Linnet looked at her reproachfully.

“Was it necessary for you to tell Dr. Shane Willoughby that I left you alone much more than I should? You know that isn’t true.”

Diana smiled, quite unrepentantly.

“Oh, that! Well, you wouldn’t let me tell him about your engagement, so I told him you had friends in the neighborhood whom you found pleasure in visiting. I also inferred that amongst those friends was a man who was rather interested in you!”

“Oh!” Linnet exclaimed, and looked faintly amazed. “And why did you do that?”

Diana looked up at her, a cool, shrewd, calculating gleam in her eyes as they swept over her.

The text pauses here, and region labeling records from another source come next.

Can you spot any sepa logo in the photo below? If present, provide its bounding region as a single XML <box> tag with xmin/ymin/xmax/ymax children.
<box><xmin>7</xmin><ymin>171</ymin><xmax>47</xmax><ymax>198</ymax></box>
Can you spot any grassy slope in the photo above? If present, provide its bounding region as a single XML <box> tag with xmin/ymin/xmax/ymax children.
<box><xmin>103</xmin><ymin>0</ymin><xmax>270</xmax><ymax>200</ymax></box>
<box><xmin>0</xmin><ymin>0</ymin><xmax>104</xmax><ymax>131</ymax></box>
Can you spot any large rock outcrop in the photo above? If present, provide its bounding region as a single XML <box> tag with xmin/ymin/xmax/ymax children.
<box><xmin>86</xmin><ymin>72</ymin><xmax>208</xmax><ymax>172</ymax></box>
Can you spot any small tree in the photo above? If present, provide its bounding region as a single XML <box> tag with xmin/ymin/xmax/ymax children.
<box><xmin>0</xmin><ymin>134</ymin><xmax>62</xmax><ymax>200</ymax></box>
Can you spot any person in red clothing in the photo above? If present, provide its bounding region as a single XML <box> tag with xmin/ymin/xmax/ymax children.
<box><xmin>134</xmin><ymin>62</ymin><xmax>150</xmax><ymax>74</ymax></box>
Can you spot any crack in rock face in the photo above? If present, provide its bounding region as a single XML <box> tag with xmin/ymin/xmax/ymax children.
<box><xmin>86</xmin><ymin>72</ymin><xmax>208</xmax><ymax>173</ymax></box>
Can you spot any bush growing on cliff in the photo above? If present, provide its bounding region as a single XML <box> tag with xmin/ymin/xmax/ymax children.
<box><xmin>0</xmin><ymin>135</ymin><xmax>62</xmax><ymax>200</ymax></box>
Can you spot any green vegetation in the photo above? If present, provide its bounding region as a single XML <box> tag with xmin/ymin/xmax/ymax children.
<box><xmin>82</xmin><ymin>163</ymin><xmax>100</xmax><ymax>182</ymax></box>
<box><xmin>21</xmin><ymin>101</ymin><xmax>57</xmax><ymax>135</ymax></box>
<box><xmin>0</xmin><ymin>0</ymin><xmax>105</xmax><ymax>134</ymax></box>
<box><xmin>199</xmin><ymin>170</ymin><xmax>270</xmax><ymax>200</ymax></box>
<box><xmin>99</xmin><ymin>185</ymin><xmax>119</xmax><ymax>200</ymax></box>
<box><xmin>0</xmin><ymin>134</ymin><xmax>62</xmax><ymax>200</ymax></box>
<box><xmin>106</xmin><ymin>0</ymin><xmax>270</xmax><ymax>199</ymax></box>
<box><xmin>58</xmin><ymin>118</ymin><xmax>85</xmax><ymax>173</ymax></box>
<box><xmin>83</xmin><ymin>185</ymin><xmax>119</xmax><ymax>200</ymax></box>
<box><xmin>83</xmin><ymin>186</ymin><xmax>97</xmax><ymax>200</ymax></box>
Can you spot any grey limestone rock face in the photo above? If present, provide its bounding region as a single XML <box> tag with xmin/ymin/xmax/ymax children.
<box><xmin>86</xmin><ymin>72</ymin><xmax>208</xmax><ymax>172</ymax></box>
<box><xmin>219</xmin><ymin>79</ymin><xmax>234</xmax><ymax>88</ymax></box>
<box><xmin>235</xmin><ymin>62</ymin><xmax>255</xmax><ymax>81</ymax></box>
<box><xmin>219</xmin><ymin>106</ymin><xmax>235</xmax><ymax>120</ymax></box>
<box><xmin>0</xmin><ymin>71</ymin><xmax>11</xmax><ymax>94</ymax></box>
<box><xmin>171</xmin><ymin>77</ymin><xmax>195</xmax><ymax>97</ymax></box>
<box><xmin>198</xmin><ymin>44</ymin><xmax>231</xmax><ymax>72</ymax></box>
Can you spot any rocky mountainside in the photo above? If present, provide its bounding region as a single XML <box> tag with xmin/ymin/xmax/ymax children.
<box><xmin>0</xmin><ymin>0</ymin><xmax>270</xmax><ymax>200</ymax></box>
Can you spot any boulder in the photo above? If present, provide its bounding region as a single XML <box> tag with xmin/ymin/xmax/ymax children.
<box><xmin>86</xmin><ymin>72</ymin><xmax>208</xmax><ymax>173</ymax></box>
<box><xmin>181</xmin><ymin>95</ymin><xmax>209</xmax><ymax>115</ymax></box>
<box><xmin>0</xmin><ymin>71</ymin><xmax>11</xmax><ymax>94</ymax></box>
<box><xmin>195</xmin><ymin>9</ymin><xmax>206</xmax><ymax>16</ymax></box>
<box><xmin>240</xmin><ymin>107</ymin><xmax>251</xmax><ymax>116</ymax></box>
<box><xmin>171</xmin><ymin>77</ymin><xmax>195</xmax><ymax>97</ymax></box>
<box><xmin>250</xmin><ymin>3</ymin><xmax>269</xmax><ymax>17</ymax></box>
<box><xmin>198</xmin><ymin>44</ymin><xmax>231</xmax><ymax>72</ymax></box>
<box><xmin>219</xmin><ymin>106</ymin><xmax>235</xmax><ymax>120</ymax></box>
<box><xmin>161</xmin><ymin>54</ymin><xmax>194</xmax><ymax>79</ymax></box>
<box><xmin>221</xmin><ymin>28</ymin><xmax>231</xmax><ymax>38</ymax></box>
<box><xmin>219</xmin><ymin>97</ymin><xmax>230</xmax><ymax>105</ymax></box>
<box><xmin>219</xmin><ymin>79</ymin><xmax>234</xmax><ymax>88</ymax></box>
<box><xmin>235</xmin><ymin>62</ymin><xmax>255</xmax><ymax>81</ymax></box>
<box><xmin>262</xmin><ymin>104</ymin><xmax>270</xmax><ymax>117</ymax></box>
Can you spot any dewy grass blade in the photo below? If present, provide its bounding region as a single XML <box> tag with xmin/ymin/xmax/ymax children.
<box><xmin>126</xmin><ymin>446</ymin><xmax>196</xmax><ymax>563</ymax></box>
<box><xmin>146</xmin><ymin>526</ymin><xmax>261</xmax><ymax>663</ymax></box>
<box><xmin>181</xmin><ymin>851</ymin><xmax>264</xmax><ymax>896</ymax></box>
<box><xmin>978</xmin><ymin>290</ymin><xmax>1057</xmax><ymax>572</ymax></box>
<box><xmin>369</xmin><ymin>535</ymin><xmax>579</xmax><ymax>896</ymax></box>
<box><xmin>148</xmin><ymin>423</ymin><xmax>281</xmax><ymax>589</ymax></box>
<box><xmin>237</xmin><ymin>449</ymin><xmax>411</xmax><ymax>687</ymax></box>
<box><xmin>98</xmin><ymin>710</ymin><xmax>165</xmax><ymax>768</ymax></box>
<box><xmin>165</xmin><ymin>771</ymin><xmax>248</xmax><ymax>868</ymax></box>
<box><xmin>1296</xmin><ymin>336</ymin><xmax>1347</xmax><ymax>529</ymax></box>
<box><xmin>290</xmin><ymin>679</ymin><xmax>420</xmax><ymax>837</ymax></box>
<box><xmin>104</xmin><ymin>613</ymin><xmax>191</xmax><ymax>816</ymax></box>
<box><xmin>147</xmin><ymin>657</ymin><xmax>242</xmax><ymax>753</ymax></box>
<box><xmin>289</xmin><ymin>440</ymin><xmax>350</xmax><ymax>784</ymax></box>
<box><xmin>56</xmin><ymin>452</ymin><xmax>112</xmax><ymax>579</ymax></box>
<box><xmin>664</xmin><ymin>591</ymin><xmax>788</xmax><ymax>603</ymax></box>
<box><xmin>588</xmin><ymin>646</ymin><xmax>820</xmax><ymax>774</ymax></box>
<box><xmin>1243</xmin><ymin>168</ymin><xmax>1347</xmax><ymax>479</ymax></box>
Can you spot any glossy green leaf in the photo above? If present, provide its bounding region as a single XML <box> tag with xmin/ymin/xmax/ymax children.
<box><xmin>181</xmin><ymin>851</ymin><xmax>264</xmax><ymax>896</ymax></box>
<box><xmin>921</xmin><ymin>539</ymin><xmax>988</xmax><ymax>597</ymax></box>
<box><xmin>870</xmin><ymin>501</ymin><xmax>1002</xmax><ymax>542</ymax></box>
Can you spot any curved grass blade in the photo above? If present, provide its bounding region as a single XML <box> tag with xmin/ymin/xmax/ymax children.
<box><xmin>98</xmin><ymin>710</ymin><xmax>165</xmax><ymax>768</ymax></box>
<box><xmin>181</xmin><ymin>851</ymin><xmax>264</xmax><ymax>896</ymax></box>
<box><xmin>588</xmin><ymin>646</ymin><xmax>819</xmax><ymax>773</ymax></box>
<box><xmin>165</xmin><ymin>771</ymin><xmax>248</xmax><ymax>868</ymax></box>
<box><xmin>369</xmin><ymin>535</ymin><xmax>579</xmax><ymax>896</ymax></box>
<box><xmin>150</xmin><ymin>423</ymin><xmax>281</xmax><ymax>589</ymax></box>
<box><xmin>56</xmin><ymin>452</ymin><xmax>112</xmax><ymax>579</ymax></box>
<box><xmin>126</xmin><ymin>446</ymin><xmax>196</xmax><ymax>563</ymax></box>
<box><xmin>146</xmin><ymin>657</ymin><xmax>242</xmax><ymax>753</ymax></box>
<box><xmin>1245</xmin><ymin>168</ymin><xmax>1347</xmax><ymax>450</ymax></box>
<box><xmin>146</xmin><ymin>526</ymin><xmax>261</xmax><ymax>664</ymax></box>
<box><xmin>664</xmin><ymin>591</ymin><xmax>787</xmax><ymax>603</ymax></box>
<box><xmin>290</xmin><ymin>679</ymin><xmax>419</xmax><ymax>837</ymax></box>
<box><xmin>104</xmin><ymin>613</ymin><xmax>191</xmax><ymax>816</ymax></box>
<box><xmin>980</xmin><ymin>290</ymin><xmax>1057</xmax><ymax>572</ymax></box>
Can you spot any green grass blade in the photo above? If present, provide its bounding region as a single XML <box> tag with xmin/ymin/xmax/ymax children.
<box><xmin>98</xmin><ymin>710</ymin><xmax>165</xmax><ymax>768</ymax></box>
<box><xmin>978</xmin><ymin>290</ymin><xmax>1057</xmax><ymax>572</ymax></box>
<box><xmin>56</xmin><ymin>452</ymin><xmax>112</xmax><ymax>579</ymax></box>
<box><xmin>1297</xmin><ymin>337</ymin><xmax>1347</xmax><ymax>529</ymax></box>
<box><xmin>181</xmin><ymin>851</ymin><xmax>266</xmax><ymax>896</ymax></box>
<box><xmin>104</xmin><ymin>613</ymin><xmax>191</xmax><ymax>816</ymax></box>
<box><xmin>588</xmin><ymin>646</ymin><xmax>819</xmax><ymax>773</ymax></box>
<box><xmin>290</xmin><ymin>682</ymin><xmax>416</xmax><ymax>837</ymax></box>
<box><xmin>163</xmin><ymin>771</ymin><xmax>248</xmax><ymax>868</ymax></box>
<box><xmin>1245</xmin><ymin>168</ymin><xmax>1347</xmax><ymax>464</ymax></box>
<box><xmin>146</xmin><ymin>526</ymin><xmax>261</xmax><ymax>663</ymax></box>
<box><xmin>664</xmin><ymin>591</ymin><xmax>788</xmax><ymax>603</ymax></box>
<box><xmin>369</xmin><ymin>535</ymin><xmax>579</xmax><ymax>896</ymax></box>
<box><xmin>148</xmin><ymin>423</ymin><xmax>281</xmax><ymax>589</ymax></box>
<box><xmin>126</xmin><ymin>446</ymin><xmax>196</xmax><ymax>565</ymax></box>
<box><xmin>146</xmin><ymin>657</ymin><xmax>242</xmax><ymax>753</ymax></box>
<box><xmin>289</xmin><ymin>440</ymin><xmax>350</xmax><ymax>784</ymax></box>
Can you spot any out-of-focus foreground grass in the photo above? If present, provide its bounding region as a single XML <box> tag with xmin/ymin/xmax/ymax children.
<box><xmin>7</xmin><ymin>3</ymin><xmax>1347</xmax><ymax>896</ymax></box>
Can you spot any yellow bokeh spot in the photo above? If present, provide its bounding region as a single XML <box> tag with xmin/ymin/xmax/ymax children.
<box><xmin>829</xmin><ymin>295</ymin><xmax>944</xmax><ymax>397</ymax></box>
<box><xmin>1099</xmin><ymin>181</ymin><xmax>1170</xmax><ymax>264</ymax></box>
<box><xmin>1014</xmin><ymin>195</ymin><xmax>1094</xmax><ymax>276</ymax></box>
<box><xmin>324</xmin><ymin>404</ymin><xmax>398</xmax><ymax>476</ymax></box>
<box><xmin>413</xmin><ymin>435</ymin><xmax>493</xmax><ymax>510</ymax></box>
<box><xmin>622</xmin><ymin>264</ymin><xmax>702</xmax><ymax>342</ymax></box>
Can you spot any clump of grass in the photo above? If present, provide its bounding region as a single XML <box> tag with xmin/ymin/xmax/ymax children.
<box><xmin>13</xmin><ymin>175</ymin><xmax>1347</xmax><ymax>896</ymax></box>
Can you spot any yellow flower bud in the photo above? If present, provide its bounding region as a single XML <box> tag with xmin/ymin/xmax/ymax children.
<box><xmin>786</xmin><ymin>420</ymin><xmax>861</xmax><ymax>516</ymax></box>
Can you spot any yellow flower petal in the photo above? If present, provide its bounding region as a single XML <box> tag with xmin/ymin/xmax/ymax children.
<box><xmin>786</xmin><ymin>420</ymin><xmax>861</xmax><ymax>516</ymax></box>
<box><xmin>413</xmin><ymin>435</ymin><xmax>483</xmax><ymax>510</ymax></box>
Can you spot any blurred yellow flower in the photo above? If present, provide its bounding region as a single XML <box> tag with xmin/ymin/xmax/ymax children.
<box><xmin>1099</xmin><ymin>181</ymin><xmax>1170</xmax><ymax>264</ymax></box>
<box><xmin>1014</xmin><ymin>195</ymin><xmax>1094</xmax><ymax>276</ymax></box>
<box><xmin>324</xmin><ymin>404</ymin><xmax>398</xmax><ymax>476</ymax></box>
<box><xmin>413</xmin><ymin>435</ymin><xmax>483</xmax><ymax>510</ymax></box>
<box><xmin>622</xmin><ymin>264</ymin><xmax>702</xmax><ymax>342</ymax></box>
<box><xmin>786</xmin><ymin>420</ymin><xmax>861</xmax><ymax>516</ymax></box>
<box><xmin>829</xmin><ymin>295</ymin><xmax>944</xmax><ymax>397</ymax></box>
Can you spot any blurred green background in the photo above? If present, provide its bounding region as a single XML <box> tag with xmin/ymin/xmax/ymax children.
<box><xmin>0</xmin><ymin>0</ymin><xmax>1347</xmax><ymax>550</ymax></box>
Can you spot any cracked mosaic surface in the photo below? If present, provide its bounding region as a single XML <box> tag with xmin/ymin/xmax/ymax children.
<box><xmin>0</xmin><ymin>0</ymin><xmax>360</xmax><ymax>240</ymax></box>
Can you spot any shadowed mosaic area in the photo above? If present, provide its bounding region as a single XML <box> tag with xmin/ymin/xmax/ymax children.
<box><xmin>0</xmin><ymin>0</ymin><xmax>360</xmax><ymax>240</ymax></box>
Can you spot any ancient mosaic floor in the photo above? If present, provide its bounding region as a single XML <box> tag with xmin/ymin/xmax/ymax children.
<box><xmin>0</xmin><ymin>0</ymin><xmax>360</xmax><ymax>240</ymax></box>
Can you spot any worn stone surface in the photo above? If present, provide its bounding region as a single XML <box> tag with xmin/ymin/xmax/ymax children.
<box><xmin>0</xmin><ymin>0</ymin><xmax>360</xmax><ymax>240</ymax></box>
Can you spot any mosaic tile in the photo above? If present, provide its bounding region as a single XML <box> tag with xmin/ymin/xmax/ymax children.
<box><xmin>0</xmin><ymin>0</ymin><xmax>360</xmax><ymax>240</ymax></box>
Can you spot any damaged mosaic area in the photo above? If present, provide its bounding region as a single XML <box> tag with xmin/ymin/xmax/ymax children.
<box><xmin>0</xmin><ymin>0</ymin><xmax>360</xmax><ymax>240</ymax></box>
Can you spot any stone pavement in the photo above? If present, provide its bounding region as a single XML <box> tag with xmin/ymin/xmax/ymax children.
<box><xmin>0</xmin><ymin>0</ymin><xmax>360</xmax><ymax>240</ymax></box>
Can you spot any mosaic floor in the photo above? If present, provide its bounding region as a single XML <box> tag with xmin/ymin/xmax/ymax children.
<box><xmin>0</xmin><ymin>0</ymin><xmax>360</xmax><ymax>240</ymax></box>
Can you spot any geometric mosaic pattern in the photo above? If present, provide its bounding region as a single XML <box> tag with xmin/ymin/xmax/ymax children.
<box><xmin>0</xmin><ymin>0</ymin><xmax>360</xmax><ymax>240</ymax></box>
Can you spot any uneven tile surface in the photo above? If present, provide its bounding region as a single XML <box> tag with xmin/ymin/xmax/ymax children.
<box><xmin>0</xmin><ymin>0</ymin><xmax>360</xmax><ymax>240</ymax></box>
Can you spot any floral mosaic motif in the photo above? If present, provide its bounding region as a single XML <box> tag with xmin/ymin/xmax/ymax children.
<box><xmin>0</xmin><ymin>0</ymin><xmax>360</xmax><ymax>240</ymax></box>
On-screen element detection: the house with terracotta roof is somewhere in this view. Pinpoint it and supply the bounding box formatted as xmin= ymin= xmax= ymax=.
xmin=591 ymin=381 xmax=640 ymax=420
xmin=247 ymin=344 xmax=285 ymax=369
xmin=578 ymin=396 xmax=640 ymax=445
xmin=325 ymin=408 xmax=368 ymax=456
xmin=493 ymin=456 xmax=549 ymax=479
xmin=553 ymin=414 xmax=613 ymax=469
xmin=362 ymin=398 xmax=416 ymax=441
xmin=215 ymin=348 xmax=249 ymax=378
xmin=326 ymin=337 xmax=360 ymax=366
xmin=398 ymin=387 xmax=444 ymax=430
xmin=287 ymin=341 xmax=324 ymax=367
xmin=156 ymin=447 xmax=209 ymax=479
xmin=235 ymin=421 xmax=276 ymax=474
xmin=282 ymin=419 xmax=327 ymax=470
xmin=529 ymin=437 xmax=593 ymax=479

“I don’t quite know,” she admitted. “Except that—Well, never mind! He’s got to know about your engagement soon, so that was rather a clever method of breaking the news to him gradually. I also told him we were going to spend a week-end with my aunt, and he approved.”

“Does he know that your aunt is the mother of Major Monteith?”

Diana shook her head.

“He hasn’t a clue. But that doesn’t really matter, does it, because Aunt Penelope
is
my aunt, and Guy
is
my cousin—and if all goes well and smoothly you, too, will be related to me before very long!”

But her smile was full of cool, brittle, faintly malicious humour.

In the morning, before he took his departure, Dr. Shane Willoughby said to Linnet, when he got her for a few moments alone:

“Forget what I said about neglecting your duties, Nurse, won’t you?” He smiled at her in a very nice way. “I’ve a feeling you’re a little bit sensitive about a criticism of that sort—and in any case you’re entitled to so much free time for yourself. All work and no play makes Jill a dull girl.”

“I shan’t play at the expense of my patient, Doctor,” Linnet strove to reassure him, but she was aware that her voice sounded rather prim and aloof. “You can be quite easy in your mind about that.”